Cirano deve morire?
di Federico Demitry
Cirano deve morire, lo spettacolo concerto di Leonardo Manzan e Rocco Placidi, liberamente ispirato al Cyrano de Bergerac di Edmond Rostand, pone allo spettatore, sia esso un habitué o un parvenu del teatro, diversi interrogativi. Il primo e più cogente è sicuramente legato al titolo: cosa vuol dire che l’anti-eroe di Rostand, cui siamo affezionati, deve morire? È semplicemente un modo per rimarcare l’epilogo della storia e dunque il suo destino, o è un modo per dire che è giusto che muoia, quasi un invito ad uccidere Cirano, un monito che chiama all’azione come il celebre Carthago delenda est.
Ciascuno sarà libero di interpretarlo come ritiene in considerazione dello spettacolo, che, nella sua struttura diretta e lineare nasconde in realtà un labirinto di sottotesti, impossibili da sbrogliare sinteticamente. Il meccanismo che muove la messinscena, come in Rostand, è l’amore per Rossana, corteggiata dallo stupido ma bello Cristiano e dal brutto ma intelligente Cirano. Se però nell’originale il protagonista è un eroe maledetto, incapace di rivelare il suo amore alla donna amata, una sorta di inetto novecentesco, troppo colto, troppo autocosciente per osare nel flusso della vita, con cui siamo portati ad empatizzare, questa restituzione ha il pregio di mostrare il punto di vista di Rossana, unica vera vittima di tutta la vicenda, perché ingannata non da uno, ma da due uomini (in nome dell’amore), che finiscono per lasciarla sola. Se quindi Cristiano e Cirano, in fondo, possono godere del loro sodalizio che li avvicina pur nella rivalità, Rossana vive solo il tempo della solitudine e dell’impotenza, relegata com’è, dalla penna di Rostand, all’ombra dell’attesa, condannata ad essere motore immobile della storia, o almeno di quella ufficiale, che Carmelo Bene più tardi avrebbe chiarito essere nient’altro, per l’appunto, una storia d’uomini. Una lettura dell’opera non scontata, dunque, che porta a riconsiderare il giudizio sul protagonista del titolo, il quale narrativamente pare scivolare dalle schiere degli anti-eroi a quelle degli antagonisti, Vladimir Propp permettendo.

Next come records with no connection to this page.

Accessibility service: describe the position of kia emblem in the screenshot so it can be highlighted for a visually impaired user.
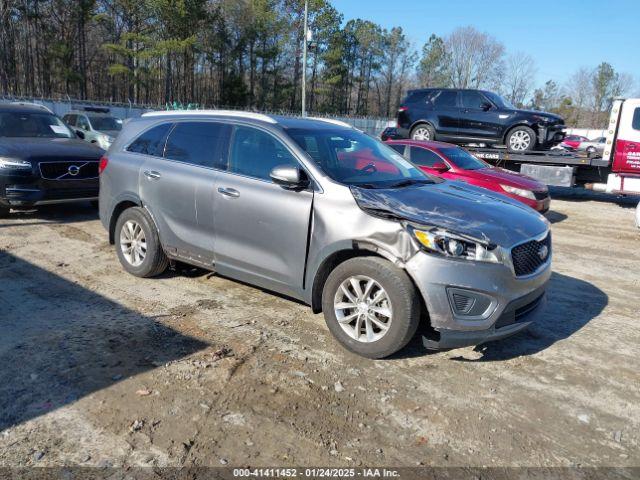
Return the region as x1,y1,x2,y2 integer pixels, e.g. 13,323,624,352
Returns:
538,245,549,260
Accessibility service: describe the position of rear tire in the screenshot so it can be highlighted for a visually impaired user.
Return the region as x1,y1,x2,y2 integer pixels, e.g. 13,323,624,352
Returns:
115,207,169,278
411,123,436,142
507,126,537,153
322,257,420,359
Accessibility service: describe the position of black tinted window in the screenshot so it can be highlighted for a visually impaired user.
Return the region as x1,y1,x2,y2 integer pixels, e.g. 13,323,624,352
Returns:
164,122,231,168
404,92,428,103
229,127,298,180
631,107,640,130
431,90,458,108
127,123,172,157
411,147,444,167
0,112,73,138
460,91,488,110
388,144,405,155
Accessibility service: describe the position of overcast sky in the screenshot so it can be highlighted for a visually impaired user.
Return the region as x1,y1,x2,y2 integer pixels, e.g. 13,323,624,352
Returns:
332,0,640,89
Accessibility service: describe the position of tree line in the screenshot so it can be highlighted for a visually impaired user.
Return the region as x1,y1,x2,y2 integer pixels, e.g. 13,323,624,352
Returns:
0,0,633,126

Le parole della sua invettiva sono ambiziosamente messe in rima dagli autori, che esplorano nella loro riscrittura i meandri della musica pop e del cantautorato – vale la pena citare due nomi evidentissimi, Caparezza e Guccini – incastrando il rancoroso poetare di Cirano tra i beat del rap. La sua personale Avvelenata, però, finisce per rivelare non solo l’arguzia, ma anche la mancanza di coraggio di un personaggio in fondo immaturo, a tratti persino puerile, con delle irrisolte tendenze narcisistiche. Non va certo meglio per Cristiano, aspirante tombeur de femme, ma questo già dall’originale. Non va meglio per Rossana: non più immobile, è vero, ma pur sempre metaforicamente incatenata alla sua condizione, per quanto ormai consapevole.
Che sia dunque in quest’ottica la risposta all’interrogativo del titolo? Che sia necessario affrontare Cirano, come viene richiesto dal personaggio stesso al pubblico in sala più volte durante lo spettacolo? Sfidarlo per ucciderlo, simbolicamente, e con lui mettere a tacere quella narrazione secolare di infiniti cadetti di Guascogna troppo avvezzi all’autocommiserazione per amare veramente?